M breaks into a smile.
“Leo was going to die,” Victoria says evenly. “There wasn’t anything any of us could do to stop it.”r />
In a twisted way, it’s comforting to hear. Spares me the guilt from having ignored answering the suicide question the second they stopped violating my mind. The guilt from avoiding my ability; it didn’t help Sam, or Felicity, so why bother trying to get it back? Easier to choke it down and keep it there, to believe they’d have died anyway. That there wasn’t anything I could do to stop it, not then, not ever. I was never rebelling against what the professor and my mother and everyone insisted I should be; I was hiding from it. Like the coward my father always said I was.
I’m nearly sick just thinking it. I look at Isaac for anything, something, a hint, but he’s expressionless and blank. If I hadn’t seen him earlier, when he’d just woken up, I’d never know he was in there.
“Why can’t he talk?” I ask.
“He can talk,” M says quietly. “He chooses not to.”
Something about those words flicks a switch in my mind, shining a dim light on a memory; of Mara, pale and dead-eyed and limp.
She could move. She chooses not to.
My jaw clenches. Have they done something to him? Originals with access to the fruit of my father’s poisonous research—they could do whatever they wanted.
Or perhaps he’s silent by choice—betraying nothing so they’ll have less to use against him, by his reasoning?
Isaac’s survived the longest of us, from my generation. I should follow his example.
But I can’t seem to help my mouth.
“So why this little get-together?” I ask them.
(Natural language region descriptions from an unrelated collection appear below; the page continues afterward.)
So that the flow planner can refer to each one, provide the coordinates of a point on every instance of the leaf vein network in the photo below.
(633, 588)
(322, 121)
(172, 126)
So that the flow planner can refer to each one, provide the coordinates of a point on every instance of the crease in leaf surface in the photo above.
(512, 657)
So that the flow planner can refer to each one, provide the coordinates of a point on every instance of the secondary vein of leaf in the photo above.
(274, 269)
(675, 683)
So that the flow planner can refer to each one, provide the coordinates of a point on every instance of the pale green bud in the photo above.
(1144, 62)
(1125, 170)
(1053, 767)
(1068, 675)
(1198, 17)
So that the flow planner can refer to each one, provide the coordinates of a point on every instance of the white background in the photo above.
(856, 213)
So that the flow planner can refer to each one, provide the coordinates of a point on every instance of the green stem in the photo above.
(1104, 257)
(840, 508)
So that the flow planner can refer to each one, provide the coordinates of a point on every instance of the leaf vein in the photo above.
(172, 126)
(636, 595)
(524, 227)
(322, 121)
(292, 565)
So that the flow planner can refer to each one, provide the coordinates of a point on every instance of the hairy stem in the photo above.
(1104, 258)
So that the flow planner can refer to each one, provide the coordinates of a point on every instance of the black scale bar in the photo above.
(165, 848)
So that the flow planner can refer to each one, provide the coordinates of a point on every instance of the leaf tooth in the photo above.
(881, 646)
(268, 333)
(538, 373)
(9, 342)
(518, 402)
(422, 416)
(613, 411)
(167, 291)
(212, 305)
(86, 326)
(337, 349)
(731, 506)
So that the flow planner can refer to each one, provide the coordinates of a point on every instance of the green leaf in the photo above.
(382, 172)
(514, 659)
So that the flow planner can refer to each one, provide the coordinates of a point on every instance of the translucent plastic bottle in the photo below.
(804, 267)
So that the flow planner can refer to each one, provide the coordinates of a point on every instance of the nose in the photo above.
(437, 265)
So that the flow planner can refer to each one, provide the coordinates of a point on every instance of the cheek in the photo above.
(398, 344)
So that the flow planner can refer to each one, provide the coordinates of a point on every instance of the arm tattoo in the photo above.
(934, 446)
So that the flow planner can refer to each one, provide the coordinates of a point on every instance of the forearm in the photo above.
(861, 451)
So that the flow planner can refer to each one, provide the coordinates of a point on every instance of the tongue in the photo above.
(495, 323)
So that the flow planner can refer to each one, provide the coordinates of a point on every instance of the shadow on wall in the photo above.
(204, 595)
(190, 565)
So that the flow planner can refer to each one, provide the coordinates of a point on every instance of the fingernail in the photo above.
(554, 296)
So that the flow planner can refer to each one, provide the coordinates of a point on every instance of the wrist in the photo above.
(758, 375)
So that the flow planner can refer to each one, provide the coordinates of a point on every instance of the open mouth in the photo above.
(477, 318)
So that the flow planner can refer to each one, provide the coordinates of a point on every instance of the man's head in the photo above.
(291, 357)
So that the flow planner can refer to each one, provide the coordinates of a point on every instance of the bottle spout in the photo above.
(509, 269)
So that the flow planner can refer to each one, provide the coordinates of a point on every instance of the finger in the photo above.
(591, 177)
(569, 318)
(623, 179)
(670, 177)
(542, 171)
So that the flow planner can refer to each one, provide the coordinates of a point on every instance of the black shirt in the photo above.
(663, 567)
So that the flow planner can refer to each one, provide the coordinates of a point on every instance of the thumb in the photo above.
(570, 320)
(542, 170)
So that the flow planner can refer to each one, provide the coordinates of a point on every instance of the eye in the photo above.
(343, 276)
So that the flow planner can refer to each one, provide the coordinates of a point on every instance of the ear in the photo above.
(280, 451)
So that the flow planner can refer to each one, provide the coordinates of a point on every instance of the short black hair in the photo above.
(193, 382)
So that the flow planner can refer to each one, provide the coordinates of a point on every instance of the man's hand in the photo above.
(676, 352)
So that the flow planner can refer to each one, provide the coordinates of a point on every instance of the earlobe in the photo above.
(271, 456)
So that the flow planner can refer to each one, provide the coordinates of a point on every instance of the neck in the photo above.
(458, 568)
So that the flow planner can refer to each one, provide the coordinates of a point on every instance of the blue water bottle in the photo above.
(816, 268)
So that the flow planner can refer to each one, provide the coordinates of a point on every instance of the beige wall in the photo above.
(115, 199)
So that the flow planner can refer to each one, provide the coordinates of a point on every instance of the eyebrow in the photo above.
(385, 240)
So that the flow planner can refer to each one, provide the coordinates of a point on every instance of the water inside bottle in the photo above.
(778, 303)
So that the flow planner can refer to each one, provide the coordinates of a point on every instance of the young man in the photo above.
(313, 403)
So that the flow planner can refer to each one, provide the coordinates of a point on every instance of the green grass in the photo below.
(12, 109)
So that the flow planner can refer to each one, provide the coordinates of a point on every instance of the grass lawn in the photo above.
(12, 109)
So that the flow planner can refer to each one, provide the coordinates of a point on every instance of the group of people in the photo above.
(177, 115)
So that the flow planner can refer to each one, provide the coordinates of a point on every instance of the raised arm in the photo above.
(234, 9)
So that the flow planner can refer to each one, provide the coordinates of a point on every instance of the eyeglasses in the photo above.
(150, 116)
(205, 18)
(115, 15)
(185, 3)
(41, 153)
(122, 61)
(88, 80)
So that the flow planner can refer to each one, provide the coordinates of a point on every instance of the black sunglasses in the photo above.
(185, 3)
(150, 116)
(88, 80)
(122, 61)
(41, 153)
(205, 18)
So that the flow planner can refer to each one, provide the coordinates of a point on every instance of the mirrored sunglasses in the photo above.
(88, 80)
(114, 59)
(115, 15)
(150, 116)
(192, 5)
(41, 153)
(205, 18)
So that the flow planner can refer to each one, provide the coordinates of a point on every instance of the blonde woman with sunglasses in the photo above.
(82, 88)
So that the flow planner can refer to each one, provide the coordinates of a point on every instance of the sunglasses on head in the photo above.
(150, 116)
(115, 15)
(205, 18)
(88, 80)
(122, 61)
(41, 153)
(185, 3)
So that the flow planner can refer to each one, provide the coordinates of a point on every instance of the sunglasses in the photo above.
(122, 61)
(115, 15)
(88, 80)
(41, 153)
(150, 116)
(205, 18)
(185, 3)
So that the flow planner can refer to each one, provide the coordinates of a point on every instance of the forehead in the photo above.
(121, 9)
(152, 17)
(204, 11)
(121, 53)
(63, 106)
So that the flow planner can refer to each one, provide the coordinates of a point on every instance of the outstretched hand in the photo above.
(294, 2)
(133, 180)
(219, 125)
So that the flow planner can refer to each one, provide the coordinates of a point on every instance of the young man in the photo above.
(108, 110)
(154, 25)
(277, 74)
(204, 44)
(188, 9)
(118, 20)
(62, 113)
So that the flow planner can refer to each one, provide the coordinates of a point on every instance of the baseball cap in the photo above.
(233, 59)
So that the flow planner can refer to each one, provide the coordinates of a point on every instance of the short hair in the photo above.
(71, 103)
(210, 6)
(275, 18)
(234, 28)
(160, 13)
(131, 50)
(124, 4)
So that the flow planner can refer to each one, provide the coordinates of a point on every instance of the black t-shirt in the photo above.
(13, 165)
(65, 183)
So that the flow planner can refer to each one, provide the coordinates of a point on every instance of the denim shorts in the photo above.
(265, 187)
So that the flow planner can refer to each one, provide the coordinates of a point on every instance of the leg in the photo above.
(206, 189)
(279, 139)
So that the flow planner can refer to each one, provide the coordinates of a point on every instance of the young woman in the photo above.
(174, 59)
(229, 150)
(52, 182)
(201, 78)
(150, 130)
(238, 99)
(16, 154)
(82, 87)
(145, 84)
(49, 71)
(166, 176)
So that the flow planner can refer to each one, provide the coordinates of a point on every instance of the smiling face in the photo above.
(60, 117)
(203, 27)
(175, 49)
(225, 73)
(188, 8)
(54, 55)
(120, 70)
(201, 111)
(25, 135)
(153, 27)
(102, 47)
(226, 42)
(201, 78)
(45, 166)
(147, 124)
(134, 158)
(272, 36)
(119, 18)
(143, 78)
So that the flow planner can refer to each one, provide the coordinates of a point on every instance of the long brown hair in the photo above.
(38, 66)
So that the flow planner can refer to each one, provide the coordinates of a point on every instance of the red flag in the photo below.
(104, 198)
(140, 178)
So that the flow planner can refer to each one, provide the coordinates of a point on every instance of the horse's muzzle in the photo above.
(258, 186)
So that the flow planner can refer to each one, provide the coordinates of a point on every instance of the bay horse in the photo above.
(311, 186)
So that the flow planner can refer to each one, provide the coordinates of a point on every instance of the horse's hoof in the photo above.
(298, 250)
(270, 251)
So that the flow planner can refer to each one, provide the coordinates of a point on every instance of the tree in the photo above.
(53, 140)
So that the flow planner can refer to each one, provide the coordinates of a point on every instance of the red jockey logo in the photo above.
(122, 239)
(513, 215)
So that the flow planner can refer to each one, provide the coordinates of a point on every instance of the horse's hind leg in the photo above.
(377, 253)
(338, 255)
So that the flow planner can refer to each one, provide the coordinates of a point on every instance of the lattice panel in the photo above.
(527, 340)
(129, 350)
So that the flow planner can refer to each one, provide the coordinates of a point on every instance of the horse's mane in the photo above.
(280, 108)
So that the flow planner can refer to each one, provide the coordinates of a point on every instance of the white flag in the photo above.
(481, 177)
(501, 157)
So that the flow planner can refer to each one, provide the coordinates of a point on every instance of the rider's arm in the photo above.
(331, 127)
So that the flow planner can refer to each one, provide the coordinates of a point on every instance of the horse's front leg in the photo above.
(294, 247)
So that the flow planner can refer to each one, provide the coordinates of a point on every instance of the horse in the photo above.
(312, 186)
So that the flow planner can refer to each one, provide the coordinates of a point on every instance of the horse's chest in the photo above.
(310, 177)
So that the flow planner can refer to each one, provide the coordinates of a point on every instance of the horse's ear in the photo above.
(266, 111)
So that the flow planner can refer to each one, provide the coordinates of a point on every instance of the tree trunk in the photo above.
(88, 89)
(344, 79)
I’m tempted to ask more, but Isaac’s presence reminds me that anything I say might play into their hands.
They’re older than you and smarter than you and stronger than you.
Maybe. Probably. But we wouldn’t be here if we didn’t have something they want. That’s leverage.
Mr. Dalrymple withdraws a tube of ChapStick from his pocket and lines his lips, popping them loudly. It’s the only sound in the room.
“That’s . . . not an answer,” I say, when no one does anything else.
“When your father had his geneticists apply the Lenaurd protocol—it’s a game of roulette, what ability a carrier ends up with,” Victoria starts. Her voice is robotic, technical, an echo of Dr. Kells’s. “Usually the abilities aren’t replicated, or if they seem to be replicated, it ends up never quite being an exact copy, regardless.”